Payment accuracy in healthcare is the practice of identifying and resolving claim errors after submission but before adjudication. Also known as prospective payment integrity, it validates claims pre-adjudication to prevent incorrect payments and administrative rework.

What’s the difference between payment accuracy and payment integrity?

Payment accuracy focuses on preventing errors upstream, before adjudication occurs.
Payment integrity traditionally focuses on detecting and correcting errors after adjudication, often through post‑payment review, audits, or recoveries.
In short: payment accuracy is preventive, while payment integrity is corrective.

How is Availity’s Payment Accuracy different from pre‑payment or prospective payment integrity solutions?

Because Availity Payment Accuracy is native to the Intelligent Gateway, claims are evaluated outside the health plan, before they enter the payer’s pre‑adjudication environment. Issues are identified at submission, so providers can correct them early—resulting in cleaner first‑pass claims and fewer avoidable denials.
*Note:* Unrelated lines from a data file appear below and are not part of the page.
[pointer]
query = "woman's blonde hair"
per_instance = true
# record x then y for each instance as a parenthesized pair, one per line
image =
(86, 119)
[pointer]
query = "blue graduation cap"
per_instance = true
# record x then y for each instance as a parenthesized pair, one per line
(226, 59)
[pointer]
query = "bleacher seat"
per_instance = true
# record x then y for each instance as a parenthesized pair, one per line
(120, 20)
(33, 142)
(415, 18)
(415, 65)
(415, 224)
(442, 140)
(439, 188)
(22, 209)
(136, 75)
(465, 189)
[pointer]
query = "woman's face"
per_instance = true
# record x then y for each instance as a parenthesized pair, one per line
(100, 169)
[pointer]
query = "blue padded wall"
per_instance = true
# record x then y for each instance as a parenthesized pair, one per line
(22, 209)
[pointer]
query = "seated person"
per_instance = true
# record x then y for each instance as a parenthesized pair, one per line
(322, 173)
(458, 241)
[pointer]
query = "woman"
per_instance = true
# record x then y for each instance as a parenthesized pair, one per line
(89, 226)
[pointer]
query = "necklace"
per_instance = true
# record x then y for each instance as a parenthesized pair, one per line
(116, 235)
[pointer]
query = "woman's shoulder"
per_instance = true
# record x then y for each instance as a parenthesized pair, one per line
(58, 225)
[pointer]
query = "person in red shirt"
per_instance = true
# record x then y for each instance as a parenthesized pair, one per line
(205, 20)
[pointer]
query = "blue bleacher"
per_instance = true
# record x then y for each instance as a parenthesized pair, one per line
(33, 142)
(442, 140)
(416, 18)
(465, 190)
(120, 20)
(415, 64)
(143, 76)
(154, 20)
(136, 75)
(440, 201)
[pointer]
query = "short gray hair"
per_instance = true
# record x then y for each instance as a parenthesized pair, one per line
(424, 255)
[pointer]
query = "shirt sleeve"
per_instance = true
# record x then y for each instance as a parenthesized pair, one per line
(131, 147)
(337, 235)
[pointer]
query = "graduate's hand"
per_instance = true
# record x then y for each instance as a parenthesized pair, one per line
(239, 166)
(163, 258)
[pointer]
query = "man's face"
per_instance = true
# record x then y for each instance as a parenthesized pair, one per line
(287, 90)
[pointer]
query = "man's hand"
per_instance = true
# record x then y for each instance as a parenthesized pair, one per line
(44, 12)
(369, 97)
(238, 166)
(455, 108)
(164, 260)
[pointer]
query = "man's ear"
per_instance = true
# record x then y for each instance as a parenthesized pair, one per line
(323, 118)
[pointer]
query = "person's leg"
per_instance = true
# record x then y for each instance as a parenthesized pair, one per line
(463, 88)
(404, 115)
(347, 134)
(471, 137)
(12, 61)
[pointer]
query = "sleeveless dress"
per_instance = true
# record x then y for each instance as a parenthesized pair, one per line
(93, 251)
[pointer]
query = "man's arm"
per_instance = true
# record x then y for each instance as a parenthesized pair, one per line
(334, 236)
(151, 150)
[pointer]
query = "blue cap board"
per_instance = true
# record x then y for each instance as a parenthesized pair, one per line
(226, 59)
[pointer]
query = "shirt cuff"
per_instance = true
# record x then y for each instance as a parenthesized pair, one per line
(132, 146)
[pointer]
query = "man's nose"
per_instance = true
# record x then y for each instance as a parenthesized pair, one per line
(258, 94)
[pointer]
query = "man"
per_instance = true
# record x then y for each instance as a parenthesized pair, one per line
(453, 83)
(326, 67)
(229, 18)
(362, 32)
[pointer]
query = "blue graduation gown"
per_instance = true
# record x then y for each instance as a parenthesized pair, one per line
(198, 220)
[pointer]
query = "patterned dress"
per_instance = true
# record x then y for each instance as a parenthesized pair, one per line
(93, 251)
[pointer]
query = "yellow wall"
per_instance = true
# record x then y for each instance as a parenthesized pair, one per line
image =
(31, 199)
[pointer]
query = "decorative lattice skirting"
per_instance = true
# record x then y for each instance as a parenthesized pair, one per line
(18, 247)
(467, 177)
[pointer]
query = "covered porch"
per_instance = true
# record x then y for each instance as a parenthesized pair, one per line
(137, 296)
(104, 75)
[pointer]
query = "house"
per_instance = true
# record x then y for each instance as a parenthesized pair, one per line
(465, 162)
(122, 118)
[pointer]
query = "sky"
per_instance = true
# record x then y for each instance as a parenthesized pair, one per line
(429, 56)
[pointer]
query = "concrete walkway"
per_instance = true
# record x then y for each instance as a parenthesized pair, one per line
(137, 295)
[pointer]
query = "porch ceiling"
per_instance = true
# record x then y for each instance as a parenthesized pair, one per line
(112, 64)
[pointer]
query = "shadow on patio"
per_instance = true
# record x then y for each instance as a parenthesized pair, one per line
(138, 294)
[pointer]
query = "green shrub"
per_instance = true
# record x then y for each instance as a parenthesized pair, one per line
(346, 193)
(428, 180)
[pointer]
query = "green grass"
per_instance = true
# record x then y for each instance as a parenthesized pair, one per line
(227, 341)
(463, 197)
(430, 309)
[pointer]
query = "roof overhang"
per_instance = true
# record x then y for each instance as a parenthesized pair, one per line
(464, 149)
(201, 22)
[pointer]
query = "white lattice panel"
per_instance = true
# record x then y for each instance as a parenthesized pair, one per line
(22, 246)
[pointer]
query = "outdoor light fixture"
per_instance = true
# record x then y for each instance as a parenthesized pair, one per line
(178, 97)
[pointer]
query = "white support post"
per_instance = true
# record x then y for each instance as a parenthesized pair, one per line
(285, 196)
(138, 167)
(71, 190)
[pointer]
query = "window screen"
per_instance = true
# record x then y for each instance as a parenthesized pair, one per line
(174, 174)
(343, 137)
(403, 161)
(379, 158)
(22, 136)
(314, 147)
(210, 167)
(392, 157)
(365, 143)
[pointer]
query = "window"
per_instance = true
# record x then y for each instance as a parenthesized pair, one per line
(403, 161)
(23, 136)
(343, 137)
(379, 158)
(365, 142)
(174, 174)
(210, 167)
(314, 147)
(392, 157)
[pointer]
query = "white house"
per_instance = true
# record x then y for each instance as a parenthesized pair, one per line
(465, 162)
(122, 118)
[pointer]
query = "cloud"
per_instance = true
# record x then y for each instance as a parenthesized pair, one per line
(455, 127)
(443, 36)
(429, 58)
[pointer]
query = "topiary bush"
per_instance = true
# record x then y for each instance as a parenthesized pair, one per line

Workflow & Operational FAQs

When in the claims lifecycle does Availity Payment Accuracy operate?

Availity Payment Accuracy operates at the Intelligent Gateway, before a claim ever enters a health plan’s systems. This timing allows errors to be addressed early—before they become denials, adjustments, or appeals.

What happens when an error is identified on a claim?

When an issue is detected, a clear, specific message is returned to the provider through their existing submission workflow. The provider can correct the issue and resubmit the claim, helping prevent avoidable denials and downstream rework.

Will providers need to learn a new workflow for Availity Payment Accuracy to work?

No. Providers continue using their existing claim submission workflows and tools. Availity Payment Accuracy delivers feedback within those workflows, so providers do not need to adopt new portals, processes, or training to participate.

Does Availity Payment Accuracy require new integrations or tools?

For health plans using Intelligent Gateway, no. Availity Payment Accuracy leverages Availity’s existing network connectivity and operates through established claim submission pathways, avoiding the need for new point‑to‑point integrations or standalone tools.